A Very Simple Way To Prevent Common Injuries From Exercising. Missing This Tip Could Set You Back For Months! Part 2

In Part 1 talked about including side to side movements into your exercise routine in order to prevent repeated movements from causing muscle imbalances, alignment problems, and injuries.

 

The Side Gluteus Muscles (The Glute Medius & Glute Minimus)

Doing exercises front to back all the time (in the sagittal plane) causes tightness in the quadriceps, hamstrings, inner thigh, hip flexors, and deep hip muscles. What gets left out are strengthening the side gluteus muscles (and likely the gluteus maximus itself). These all important side glute muscles (the glute medius and minimus) help to pull our knees into proper alignment with the hips and feet, keep our pelvis stable, and overall provides balance to the lower body.

When the side glute muscles get weak and underused, the hip flexors (iliopsoas, tensor fasca lata, and rectus femorus), become tight and over-dominant. This tends to contribute to IT Band (Iliotibial Band) problems. IT Band problems not only hurt on the IT Band itself (the side of the upper leg), but can cause knee, hip and even back problems.

The side glute muscles are important for pulling our knees into alignment with the hips and feet. Without these muscles providing this counterbalance, our knees rotate or fall inward, especially during more strenuous exercises. What’s more, the IT Band tightness pushes the knees inward, also contributing to this inward motion on the knees during exercise.

 

Common Muscle Tightnesses From Repeated Front To Back Exercises

Inner thigh tightness tends to cause the knees to rotate in and for the arch of the foot to fall more flat, which further causes the knees to rotate in. Inward movement of the knees puts a lot of inappropriate pressure on the joint, especially during intense exercises.

Tightness in the deep hip muscles (The hip external rotators/piriformis) can cause hip and back pain. The sciatic nerve can also get pressed when these muscles are tight. This is because the sciatic nerve (The big nerve that runs down the back of the leg) runs either directly underneath or directly through (Depending on the individual) the piriformis muscle. If these muscles get tight, they can press on the sciatic nerve, causing “sciatica”, which can cause shooting, burning, stabbing, numbness down the leg.

Tightness in the hamstrings can cause the pelvis to tilt more flat (posterior pelvic tilt), making the lower back more flat. Flattening out the lower back like this makes the back rigid and takes away its ability to absorb the pressure of daily life and exercise, kind of like the shocks on a car.
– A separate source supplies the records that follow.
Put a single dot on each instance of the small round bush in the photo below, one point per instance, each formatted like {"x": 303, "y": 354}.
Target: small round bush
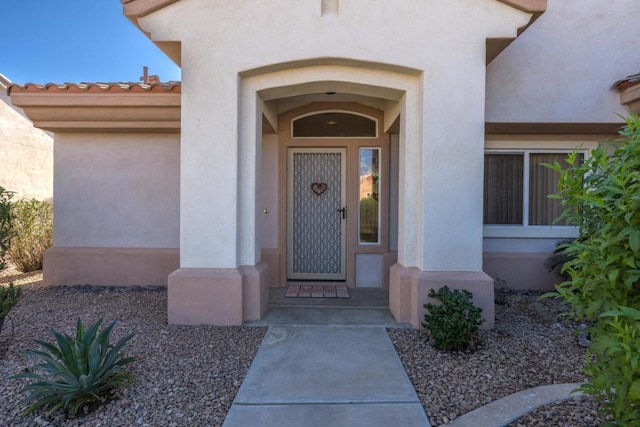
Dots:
{"x": 453, "y": 323}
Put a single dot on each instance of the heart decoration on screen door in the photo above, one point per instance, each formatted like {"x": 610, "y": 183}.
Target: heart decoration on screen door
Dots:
{"x": 319, "y": 187}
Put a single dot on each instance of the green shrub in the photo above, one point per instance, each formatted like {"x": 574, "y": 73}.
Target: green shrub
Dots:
{"x": 555, "y": 263}
{"x": 9, "y": 296}
{"x": 612, "y": 364}
{"x": 602, "y": 197}
{"x": 5, "y": 224}
{"x": 453, "y": 323}
{"x": 32, "y": 233}
{"x": 78, "y": 371}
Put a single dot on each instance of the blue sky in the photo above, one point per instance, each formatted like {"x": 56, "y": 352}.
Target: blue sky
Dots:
{"x": 58, "y": 41}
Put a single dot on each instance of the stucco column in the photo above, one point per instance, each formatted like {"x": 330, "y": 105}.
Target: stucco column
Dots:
{"x": 440, "y": 191}
{"x": 219, "y": 281}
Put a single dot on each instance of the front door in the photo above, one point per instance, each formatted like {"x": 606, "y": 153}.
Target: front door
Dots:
{"x": 316, "y": 214}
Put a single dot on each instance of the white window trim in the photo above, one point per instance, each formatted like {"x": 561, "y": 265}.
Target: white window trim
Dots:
{"x": 525, "y": 230}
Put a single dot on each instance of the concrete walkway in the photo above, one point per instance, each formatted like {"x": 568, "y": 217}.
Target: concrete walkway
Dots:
{"x": 332, "y": 363}
{"x": 326, "y": 376}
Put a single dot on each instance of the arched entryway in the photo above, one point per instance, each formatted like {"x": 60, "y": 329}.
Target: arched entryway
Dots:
{"x": 335, "y": 199}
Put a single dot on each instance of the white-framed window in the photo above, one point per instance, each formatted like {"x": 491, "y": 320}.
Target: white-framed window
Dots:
{"x": 517, "y": 185}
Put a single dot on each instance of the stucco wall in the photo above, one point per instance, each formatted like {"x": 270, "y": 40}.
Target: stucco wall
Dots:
{"x": 561, "y": 69}
{"x": 117, "y": 190}
{"x": 26, "y": 154}
{"x": 359, "y": 45}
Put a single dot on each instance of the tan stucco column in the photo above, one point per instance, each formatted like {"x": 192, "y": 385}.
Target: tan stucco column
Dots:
{"x": 220, "y": 280}
{"x": 440, "y": 191}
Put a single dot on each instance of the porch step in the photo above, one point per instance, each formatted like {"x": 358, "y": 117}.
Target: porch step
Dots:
{"x": 328, "y": 316}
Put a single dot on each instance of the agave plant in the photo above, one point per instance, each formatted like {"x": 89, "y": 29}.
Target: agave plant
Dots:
{"x": 78, "y": 371}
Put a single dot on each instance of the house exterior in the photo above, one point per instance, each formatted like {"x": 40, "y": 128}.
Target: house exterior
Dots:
{"x": 25, "y": 151}
{"x": 375, "y": 143}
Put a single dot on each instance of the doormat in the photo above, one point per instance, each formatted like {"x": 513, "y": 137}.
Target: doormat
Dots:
{"x": 317, "y": 291}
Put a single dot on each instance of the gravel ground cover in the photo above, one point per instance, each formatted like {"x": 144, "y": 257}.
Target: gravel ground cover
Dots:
{"x": 184, "y": 375}
{"x": 529, "y": 347}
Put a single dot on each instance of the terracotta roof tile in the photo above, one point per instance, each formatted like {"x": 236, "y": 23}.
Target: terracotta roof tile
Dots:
{"x": 133, "y": 87}
{"x": 627, "y": 82}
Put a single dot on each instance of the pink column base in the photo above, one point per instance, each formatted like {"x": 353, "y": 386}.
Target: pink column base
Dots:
{"x": 217, "y": 296}
{"x": 409, "y": 287}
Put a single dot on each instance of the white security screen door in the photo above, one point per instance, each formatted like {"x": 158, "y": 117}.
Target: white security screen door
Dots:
{"x": 316, "y": 214}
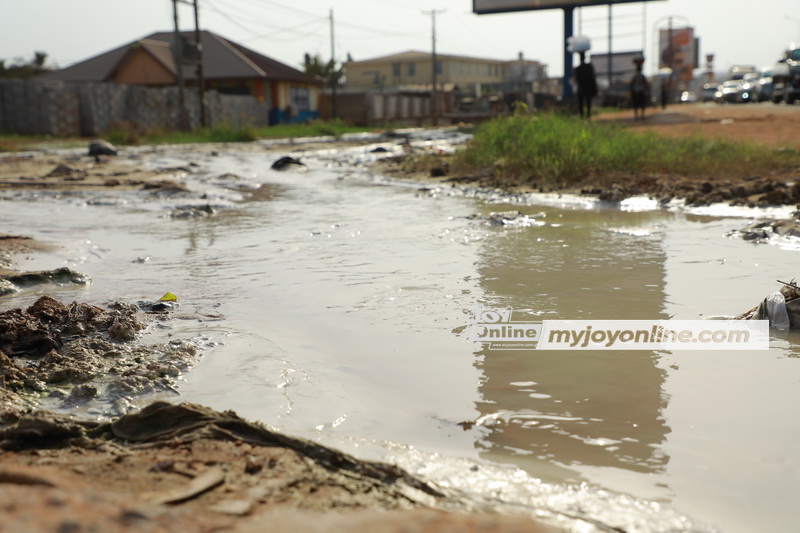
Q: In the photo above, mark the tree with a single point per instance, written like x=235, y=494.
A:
x=19, y=68
x=328, y=71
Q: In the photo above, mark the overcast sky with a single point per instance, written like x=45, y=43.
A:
x=736, y=31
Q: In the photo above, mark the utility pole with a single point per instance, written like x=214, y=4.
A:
x=610, y=56
x=201, y=81
x=434, y=89
x=334, y=81
x=182, y=122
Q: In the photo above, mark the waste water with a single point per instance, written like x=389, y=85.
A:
x=346, y=297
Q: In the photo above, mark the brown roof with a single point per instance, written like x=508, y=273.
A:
x=222, y=59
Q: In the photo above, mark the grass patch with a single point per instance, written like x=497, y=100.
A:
x=561, y=150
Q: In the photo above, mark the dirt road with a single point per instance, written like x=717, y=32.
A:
x=765, y=123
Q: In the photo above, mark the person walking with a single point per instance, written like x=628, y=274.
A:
x=639, y=93
x=587, y=86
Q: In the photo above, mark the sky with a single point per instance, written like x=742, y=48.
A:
x=737, y=32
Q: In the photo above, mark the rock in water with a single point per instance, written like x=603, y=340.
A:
x=288, y=163
x=100, y=147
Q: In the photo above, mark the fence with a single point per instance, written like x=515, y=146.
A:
x=93, y=109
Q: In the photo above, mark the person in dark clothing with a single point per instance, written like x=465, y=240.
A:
x=587, y=86
x=639, y=91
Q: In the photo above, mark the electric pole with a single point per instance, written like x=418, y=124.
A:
x=182, y=122
x=200, y=74
x=434, y=90
x=334, y=81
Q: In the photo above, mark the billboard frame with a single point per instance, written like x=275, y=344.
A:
x=530, y=5
x=568, y=6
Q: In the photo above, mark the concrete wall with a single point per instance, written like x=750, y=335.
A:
x=93, y=109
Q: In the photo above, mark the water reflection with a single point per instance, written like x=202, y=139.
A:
x=550, y=411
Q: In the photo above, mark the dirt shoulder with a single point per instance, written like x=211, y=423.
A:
x=188, y=468
x=770, y=125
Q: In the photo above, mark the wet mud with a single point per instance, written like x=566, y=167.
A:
x=68, y=356
x=189, y=468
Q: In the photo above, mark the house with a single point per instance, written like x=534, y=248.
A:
x=414, y=68
x=467, y=87
x=228, y=68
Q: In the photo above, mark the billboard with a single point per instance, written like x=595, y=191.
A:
x=676, y=51
x=622, y=66
x=483, y=7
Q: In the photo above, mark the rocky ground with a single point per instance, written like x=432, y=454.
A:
x=187, y=468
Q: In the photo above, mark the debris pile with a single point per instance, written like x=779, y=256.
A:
x=781, y=308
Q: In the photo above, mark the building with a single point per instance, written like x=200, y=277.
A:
x=228, y=68
x=416, y=69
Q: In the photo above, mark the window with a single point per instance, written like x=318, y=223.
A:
x=298, y=97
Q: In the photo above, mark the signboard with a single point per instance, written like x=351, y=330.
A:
x=483, y=7
x=676, y=52
x=622, y=66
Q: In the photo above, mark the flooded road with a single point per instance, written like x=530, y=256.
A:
x=345, y=300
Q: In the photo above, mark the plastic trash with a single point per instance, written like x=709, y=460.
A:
x=776, y=311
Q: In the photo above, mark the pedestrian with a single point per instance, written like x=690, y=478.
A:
x=639, y=93
x=587, y=85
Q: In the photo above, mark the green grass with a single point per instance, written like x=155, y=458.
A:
x=562, y=150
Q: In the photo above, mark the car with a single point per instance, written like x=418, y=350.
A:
x=707, y=93
x=786, y=76
x=765, y=85
x=752, y=80
x=734, y=92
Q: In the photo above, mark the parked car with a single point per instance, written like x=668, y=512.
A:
x=786, y=76
x=707, y=94
x=753, y=87
x=734, y=92
x=765, y=85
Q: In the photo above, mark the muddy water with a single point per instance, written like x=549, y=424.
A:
x=345, y=299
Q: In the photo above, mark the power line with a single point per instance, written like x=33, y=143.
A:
x=255, y=35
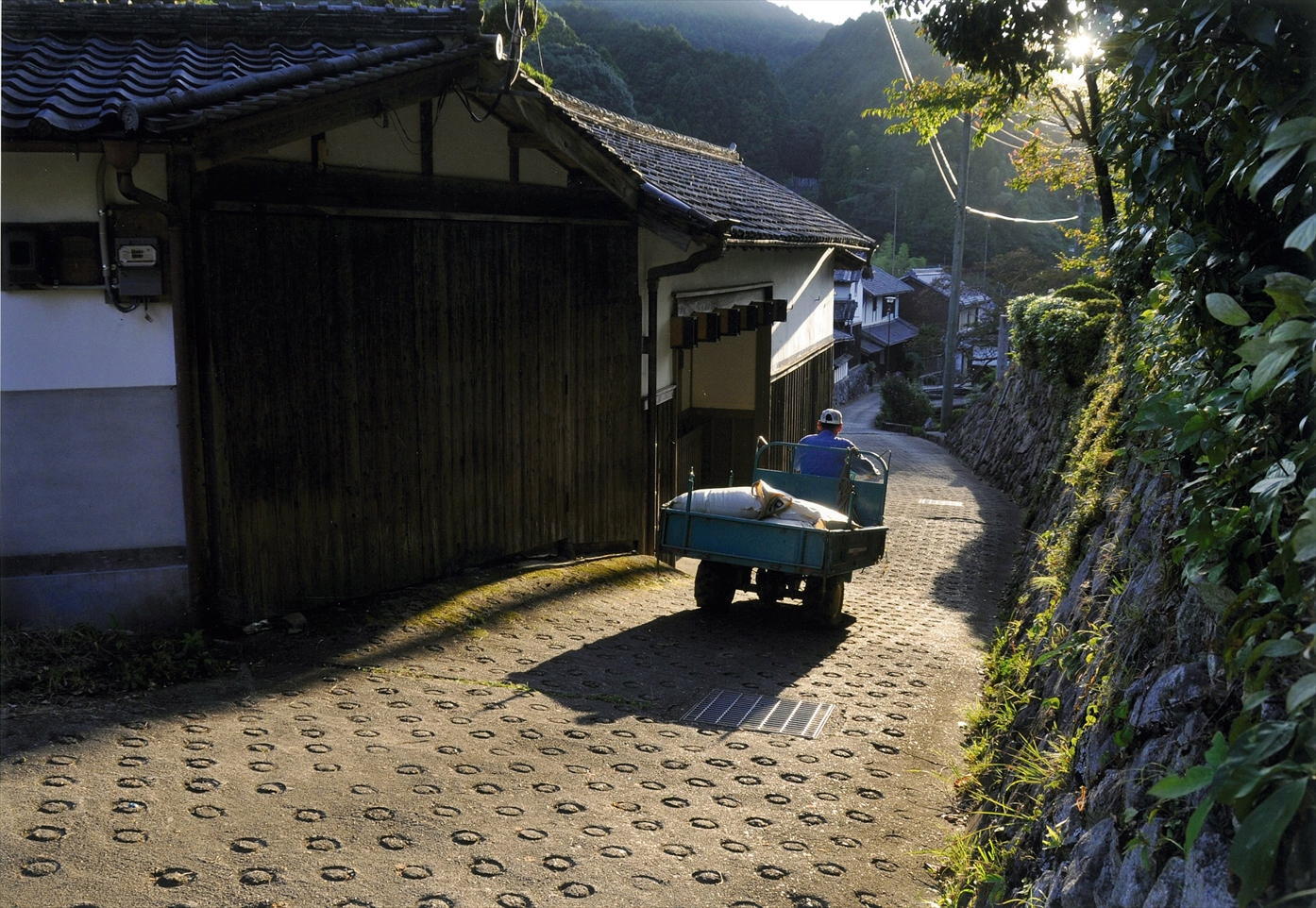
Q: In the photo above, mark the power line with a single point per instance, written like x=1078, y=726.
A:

What’s more, the hamstrings easily can do a lot of work that the gluteus maximus should be doing, which can cause excessive strain on the hamstring, and weakness in the glute muscles. This overall problem contributes to hamstring injuries but also to a lot of the other hip weakness problems.
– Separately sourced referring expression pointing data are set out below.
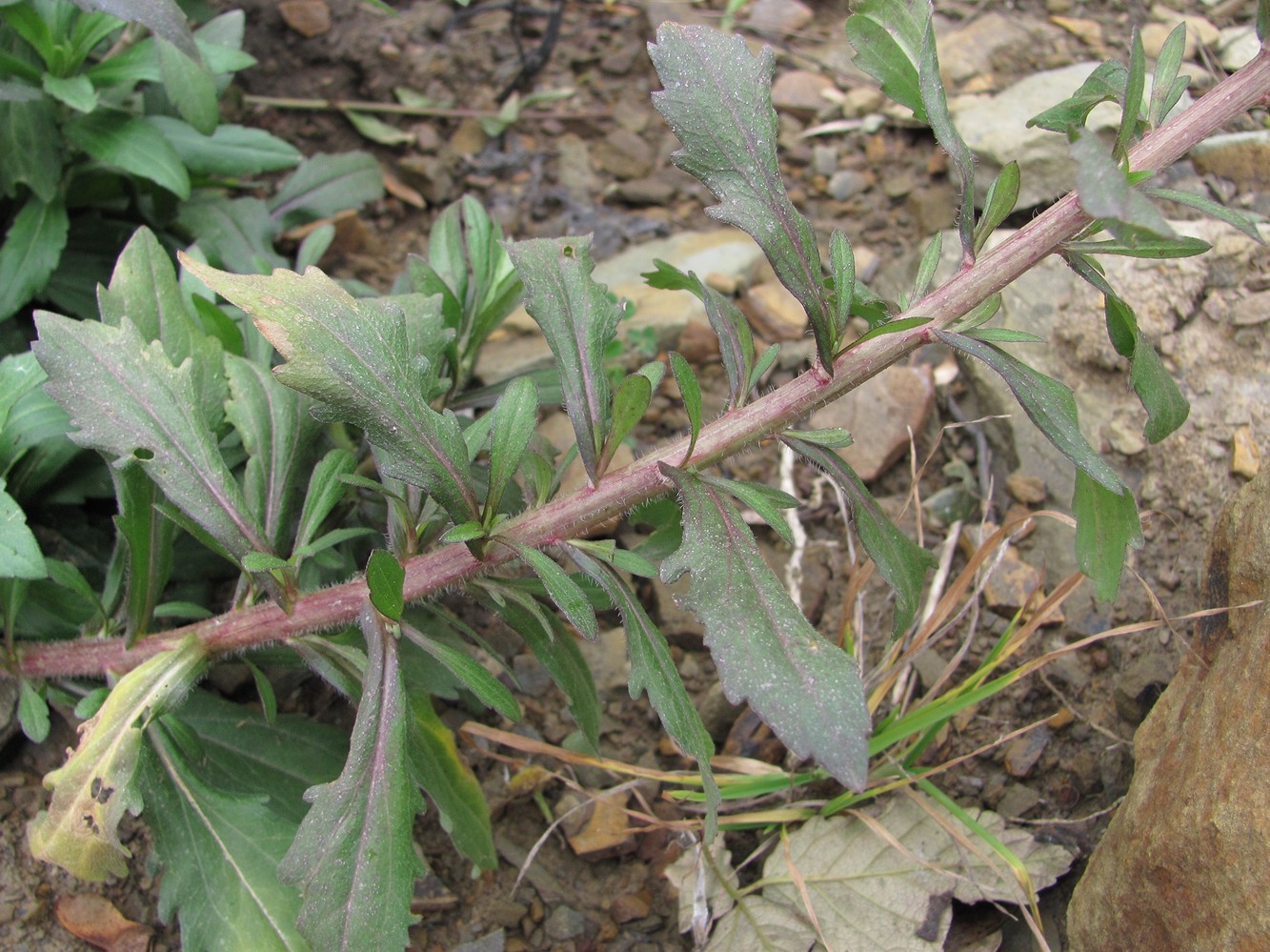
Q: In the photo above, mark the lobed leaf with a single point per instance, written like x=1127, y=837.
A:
x=1048, y=403
x=902, y=562
x=804, y=686
x=439, y=769
x=579, y=320
x=129, y=400
x=220, y=852
x=653, y=670
x=361, y=361
x=353, y=857
x=716, y=99
x=278, y=433
x=94, y=788
x=1105, y=522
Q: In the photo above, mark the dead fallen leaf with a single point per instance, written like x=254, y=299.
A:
x=94, y=919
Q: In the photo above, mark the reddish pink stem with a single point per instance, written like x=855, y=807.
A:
x=584, y=510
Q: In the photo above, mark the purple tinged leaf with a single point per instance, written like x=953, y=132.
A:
x=716, y=99
x=1105, y=522
x=1047, y=402
x=357, y=360
x=578, y=319
x=353, y=858
x=900, y=560
x=129, y=400
x=804, y=686
x=653, y=670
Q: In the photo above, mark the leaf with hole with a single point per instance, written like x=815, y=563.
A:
x=763, y=647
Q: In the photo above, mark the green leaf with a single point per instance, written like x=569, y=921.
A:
x=146, y=537
x=1106, y=83
x=514, y=417
x=191, y=88
x=132, y=145
x=31, y=712
x=1105, y=193
x=1105, y=522
x=1167, y=65
x=376, y=129
x=1048, y=403
x=653, y=670
x=446, y=778
x=278, y=433
x=945, y=132
x=834, y=437
x=902, y=562
x=578, y=319
x=30, y=252
x=353, y=857
x=842, y=265
x=30, y=143
x=94, y=788
x=244, y=754
x=1243, y=221
x=926, y=269
x=999, y=202
x=325, y=185
x=228, y=151
x=1181, y=247
x=19, y=552
x=887, y=36
x=164, y=18
x=691, y=393
x=359, y=361
x=487, y=688
x=766, y=501
x=630, y=400
x=75, y=91
x=565, y=593
x=557, y=652
x=804, y=686
x=736, y=339
x=220, y=852
x=327, y=490
x=1166, y=407
x=717, y=102
x=1131, y=103
x=385, y=577
x=127, y=399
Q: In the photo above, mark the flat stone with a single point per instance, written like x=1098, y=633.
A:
x=1245, y=456
x=776, y=313
x=1182, y=863
x=800, y=91
x=309, y=18
x=778, y=17
x=622, y=154
x=1241, y=156
x=881, y=411
x=995, y=128
x=1238, y=48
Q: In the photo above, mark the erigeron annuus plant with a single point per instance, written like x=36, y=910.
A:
x=235, y=456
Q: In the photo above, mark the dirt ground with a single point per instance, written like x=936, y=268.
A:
x=597, y=162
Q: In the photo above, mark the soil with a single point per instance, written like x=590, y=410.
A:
x=598, y=162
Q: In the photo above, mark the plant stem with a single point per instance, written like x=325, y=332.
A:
x=286, y=102
x=584, y=510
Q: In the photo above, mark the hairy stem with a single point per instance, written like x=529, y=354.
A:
x=590, y=507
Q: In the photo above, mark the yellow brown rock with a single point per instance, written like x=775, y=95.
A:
x=1182, y=864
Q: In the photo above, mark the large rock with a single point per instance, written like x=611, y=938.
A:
x=1182, y=864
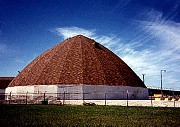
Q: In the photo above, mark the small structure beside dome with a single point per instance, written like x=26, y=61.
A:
x=79, y=65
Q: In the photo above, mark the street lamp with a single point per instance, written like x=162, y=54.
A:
x=161, y=82
x=143, y=78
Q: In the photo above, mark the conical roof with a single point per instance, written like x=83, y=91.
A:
x=77, y=60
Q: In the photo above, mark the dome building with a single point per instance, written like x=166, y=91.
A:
x=79, y=65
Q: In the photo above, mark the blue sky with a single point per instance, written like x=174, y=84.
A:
x=144, y=33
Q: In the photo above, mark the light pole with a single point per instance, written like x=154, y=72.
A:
x=161, y=82
x=143, y=77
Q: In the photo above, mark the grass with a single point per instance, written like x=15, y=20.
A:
x=39, y=115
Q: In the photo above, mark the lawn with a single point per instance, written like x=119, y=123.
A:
x=53, y=115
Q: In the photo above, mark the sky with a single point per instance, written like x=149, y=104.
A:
x=143, y=33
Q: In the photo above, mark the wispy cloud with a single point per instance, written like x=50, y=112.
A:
x=139, y=57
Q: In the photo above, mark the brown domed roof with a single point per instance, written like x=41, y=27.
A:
x=77, y=60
Tightness in the quadriceps can put a lot of pressure on the knees, and along with the rest of the hip flexors (iliopsoas, tensor fascia lata, rectus femorus), can pull the upper body more forward. You can see this when people are bent at their hips when they walk (You often see this with the elderly and in the general public). This bending at the hip can cause back problems, but it also causes the gluteus maximus to stop working like it should (Are you seeing the pattern?) Also, if all the hip flexors become tight, the pelvis can tilt too far upward (Anterior pelvic tilt), which can make the lower back arch too much (This is seen more with elite athletes).

 

What To Do?

So do side to side movements and exercises to work and strengthen the side glute muscles (glute medius and minimus) and glute max. More side to side movements will help to prevent injuries caused by muscle tightness and the body getting out of alignment. Put simply, stretch what is tight, and strengthen what is weak or not used enough. Keep your body in balance.

 

And One Last Thing…

It’s not just about the muscles. It’s about human movement. Add variety of movement to your exercise routine and a lot of aches and pains will start taking care of themselves. Do not expect instant results though. You have been doing this same routine for a long time (I know, I’m a creature of habit too), so it will take some time for the problems to resolve. While this solution may not solve the problem completely, it is a good start.